The stock is, in my view, about fully valued as of this writing. But suppose it keeps doing well while other retailers struggle. In that situation, prospective investors who are looking for a retailer that will be safe during a recession might be even more interested in Dollarama.

The Takeaway!

This was all about the topic ” Best stock to buy right now in Canada”. Check out How to buy stocks in Canada in 5 easy steps if you want to know how to buy stock in 5 easy steps.

Queries and Answers

Some of the most asked questions regarding the topic “Best stock to buy right now in Canada” are listed below:

1. Who is the world’s best market trader?

The New York Stock Exchange (NYSE) is the world’s largest stock exchange and a well-known stock exchange in the United States. It is situated at 11, Wall Street in New York City.

2. What is the name of the stock market in Canada?

The Toronto Stock Market (TSX) is a Canadian stock market-based in Toronto, Ontario.
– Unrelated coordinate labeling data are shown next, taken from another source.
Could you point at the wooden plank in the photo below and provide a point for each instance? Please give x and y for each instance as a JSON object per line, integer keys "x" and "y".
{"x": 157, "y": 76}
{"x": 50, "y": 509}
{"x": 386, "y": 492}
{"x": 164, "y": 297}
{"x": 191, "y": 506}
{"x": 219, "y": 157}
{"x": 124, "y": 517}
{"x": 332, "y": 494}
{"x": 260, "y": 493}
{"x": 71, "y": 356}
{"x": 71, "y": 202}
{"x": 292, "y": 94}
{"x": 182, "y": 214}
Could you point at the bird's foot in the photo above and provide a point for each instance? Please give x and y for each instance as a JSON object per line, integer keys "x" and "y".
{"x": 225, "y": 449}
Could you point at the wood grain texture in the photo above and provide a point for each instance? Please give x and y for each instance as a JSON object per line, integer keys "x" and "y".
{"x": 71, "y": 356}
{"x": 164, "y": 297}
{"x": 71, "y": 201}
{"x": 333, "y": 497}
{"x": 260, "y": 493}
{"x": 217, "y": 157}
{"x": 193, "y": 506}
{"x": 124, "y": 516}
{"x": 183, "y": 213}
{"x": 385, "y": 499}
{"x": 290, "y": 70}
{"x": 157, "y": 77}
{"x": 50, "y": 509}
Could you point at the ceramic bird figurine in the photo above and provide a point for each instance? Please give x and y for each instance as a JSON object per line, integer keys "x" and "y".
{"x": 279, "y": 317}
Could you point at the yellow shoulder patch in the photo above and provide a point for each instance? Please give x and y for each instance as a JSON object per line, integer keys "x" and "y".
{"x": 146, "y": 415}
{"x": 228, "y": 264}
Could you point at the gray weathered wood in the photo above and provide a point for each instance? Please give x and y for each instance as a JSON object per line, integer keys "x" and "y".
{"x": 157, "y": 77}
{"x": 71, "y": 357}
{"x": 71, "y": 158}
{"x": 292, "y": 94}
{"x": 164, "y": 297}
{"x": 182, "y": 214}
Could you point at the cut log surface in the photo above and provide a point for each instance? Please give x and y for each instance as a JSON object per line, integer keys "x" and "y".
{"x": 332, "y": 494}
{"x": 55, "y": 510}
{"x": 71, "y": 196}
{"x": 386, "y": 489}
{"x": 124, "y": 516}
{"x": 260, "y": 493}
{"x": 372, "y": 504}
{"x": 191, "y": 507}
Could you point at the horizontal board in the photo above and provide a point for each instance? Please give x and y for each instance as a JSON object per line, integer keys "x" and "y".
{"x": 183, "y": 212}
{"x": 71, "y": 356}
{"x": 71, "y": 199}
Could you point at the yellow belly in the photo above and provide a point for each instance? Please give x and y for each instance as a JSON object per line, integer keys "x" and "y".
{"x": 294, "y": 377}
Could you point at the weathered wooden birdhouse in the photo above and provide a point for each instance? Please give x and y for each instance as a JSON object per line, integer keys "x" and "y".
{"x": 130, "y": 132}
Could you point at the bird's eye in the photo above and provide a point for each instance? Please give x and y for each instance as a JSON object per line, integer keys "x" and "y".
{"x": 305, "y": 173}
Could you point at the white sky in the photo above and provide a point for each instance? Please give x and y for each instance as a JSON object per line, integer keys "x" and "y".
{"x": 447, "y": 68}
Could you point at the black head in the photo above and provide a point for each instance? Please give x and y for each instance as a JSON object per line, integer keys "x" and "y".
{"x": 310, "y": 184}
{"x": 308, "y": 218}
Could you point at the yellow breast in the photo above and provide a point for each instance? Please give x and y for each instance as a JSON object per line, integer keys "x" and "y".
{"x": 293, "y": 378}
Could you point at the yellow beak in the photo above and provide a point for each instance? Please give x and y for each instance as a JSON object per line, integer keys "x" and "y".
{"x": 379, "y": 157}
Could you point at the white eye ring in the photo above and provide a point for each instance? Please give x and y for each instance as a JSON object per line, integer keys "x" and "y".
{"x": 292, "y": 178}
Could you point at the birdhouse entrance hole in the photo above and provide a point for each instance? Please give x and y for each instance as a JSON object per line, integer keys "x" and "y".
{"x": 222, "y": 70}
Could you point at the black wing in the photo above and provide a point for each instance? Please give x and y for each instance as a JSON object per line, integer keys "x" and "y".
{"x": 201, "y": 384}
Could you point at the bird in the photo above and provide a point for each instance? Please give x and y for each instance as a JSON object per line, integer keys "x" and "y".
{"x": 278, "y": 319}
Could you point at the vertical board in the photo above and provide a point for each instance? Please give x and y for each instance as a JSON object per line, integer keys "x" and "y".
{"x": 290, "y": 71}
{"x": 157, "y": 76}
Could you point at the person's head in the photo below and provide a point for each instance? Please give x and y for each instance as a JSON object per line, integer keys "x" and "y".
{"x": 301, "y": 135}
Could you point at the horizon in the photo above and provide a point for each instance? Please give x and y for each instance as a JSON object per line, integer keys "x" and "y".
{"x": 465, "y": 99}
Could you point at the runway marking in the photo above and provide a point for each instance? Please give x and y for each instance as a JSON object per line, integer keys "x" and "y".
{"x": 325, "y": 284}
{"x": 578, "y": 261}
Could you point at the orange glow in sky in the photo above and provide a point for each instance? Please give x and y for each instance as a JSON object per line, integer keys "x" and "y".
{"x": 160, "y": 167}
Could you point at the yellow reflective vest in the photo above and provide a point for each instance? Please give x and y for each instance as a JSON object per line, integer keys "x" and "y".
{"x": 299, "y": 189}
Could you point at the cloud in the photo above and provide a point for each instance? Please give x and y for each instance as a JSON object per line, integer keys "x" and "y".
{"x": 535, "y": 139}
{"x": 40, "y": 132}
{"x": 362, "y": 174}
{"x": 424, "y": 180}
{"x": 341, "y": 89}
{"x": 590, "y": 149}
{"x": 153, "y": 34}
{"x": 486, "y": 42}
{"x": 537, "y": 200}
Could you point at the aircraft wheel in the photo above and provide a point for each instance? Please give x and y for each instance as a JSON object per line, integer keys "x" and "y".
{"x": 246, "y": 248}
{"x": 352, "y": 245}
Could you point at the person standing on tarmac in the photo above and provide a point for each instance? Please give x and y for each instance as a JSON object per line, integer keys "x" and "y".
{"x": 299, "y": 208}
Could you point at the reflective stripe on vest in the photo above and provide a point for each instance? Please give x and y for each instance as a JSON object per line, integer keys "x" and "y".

The Toronto Stock Exchange (TSX), established in 1861, is Canada’s largest stock exchange, with more than 1,500 publicly traded companies, including those in the power, mining, internet, and real estate sectors among.

3. What is the Canadian stock market in short?

The Toronto Stock Exchange (TSX) is a stock exchange based in Toronto, Ontario, Canada. The Toronto Stock Exchange (TSX), founded in 1861, is Canada’s largest stock exchange, with over 1500 publicly traded stocks in industries such as electricity, mining, the internet, and real estate.

4. Is it legal for me to offer it to Indian customers from Canada?

During the global pandemic, many Indians turned to the Internet for shopping. Canadian companies are able to market a range of products to Indian consumers through e-commerce platforms, preventing the costs and complexities associated with maintaining physical stores in local markets.